*Oleh Rahim, Aktivis Mangrove
Makassar - Menanam mangrove di kepala bukanlah soal menumbuhkan akar di antara rambut atau membiarkan daun hijau menjuntai di pelipis, melainkan sebuah cara berpikir. Ia adalah simbol kesadaran yang kita simpan di benak, bahwa kehidupan di kampung pesisir sangat bergantung pada akar-akar yang menancap di lumpur pantai. Mangrove bukan sekadar pohon, melainkan benteng alami, rumah bagi ikan kecil, udang, kepiting, bahkan burung yang mencari makan di sela rantingnya.
Ketika kita menanam mangrove di kepala, artinya kita mengingatkan diri sendiri bahwa pesisir bukan ruang kosong yang bisa diperlakukan semaunya. Ia adalah wajah kampung, tempat orang-orang tumbuh, mencari rezeki, dan menyulam hidup dengan laut. Akar-akar mangrove yang kokoh menahan abrasi adalah metafora keteguhan warga yang menjaga tanah kelahirannya dari ancaman ombak dan waktu.
Namun, realitas hari ini sering berbeda. Banyak pesisir tergerus, banyak kampung kehilangan tanahnya, bukan hanya karena ombak yang ganas, tapi juga karena manusia yang lalai. Menanam mangrove di kepala berarti menolak lupa; bahwa setiap batang yang kita tanam di garis pantai adalah doa yang menjelma. Doa agar kampung tetap tegak berdiri, agar rumah-rumah tidak roboh, agar anak-anak masih bisa berlari di pasir tanpa takut terkikis air pasang.

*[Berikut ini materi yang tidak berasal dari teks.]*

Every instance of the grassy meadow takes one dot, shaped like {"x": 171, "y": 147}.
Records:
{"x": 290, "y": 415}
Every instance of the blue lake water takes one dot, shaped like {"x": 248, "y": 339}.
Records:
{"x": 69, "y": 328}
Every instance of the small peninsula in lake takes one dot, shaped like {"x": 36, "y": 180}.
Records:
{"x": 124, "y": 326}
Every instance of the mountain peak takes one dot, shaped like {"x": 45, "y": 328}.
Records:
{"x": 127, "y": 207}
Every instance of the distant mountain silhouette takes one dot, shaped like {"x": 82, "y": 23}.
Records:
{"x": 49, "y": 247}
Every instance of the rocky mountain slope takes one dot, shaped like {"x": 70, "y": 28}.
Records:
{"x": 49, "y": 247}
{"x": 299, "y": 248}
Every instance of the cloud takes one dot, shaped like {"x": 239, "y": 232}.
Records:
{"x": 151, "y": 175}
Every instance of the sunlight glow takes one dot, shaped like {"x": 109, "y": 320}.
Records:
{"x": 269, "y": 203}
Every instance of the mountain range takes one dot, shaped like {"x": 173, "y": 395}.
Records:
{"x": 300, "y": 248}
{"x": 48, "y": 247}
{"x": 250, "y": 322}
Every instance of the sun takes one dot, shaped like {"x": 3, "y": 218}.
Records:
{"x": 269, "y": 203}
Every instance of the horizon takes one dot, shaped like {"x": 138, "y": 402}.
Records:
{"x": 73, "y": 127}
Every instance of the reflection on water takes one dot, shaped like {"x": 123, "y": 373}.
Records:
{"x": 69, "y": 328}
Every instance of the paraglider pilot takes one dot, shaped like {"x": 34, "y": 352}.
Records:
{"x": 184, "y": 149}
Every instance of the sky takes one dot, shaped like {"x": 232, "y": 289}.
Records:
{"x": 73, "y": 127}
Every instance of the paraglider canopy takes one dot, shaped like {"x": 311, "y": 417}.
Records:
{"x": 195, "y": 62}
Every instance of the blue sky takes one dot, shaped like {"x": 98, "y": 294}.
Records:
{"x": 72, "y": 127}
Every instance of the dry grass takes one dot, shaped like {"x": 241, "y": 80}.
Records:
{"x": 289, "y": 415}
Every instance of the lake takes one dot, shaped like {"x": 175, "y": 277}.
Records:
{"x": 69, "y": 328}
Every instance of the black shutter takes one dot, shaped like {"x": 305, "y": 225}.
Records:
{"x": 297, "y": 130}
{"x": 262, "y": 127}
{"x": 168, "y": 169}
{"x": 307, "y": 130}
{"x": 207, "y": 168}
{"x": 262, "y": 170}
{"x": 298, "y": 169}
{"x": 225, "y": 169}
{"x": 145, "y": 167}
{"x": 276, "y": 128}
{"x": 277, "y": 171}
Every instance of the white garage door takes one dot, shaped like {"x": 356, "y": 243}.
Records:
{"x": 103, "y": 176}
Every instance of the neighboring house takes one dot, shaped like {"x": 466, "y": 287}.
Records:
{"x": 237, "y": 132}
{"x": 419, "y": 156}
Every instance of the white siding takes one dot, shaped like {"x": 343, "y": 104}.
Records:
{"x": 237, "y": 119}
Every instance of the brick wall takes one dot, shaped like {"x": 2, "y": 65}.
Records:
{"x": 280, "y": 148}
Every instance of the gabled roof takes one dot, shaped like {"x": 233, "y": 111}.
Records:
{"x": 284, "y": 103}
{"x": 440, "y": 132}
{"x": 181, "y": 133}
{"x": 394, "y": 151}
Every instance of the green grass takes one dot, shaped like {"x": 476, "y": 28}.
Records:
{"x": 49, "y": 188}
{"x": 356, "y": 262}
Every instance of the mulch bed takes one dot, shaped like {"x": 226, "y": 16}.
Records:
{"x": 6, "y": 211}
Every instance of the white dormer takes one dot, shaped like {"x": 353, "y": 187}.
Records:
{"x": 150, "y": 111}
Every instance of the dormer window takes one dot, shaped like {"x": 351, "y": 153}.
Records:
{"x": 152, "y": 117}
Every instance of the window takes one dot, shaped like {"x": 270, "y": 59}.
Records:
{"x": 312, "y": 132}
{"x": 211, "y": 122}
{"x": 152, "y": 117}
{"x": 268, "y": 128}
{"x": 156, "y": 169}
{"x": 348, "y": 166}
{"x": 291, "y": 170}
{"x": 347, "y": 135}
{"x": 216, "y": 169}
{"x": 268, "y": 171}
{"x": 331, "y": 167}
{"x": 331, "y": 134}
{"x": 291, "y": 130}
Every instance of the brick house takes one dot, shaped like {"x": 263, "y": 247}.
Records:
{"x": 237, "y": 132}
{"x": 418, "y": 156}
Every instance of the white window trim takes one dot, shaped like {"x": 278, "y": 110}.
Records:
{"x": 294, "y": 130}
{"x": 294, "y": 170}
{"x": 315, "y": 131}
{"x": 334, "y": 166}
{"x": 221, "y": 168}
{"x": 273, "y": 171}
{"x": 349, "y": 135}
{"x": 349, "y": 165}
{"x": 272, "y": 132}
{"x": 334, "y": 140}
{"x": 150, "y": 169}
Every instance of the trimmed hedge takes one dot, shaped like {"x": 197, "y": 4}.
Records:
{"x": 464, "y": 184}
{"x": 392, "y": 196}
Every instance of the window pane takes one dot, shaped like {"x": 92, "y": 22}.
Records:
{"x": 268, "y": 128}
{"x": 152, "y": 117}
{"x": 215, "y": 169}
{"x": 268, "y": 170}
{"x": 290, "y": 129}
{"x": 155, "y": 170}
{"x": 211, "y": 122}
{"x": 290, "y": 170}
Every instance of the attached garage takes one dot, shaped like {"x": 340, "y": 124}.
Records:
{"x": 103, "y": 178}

Menanam mangrove di kepala berarti menjadikan kepedulian sebagai kesadaran kolektif. Bahwa menjaga kampung pesisir bukan hanya urusan nelayan atau pemerintah, tapi tanggung jawab semua orang yang mengerti arti rumah. Sebab kampung pesisir bukan hanya milik mereka yang tinggal di tepi laut, melainkan milik kita bersama sebagai bangsa yang hidup di negeri kepulauan.
Pada akhirnya, menanam mangrove di kepala adalah menanam harapan. Harapan bahwa kampung pesisir tidak sekadar bertahan, tetapi juga tumbuh lebih kuat, seindah hutan bakau yang hijau, sekuat akar yang tak mudah tercerabut.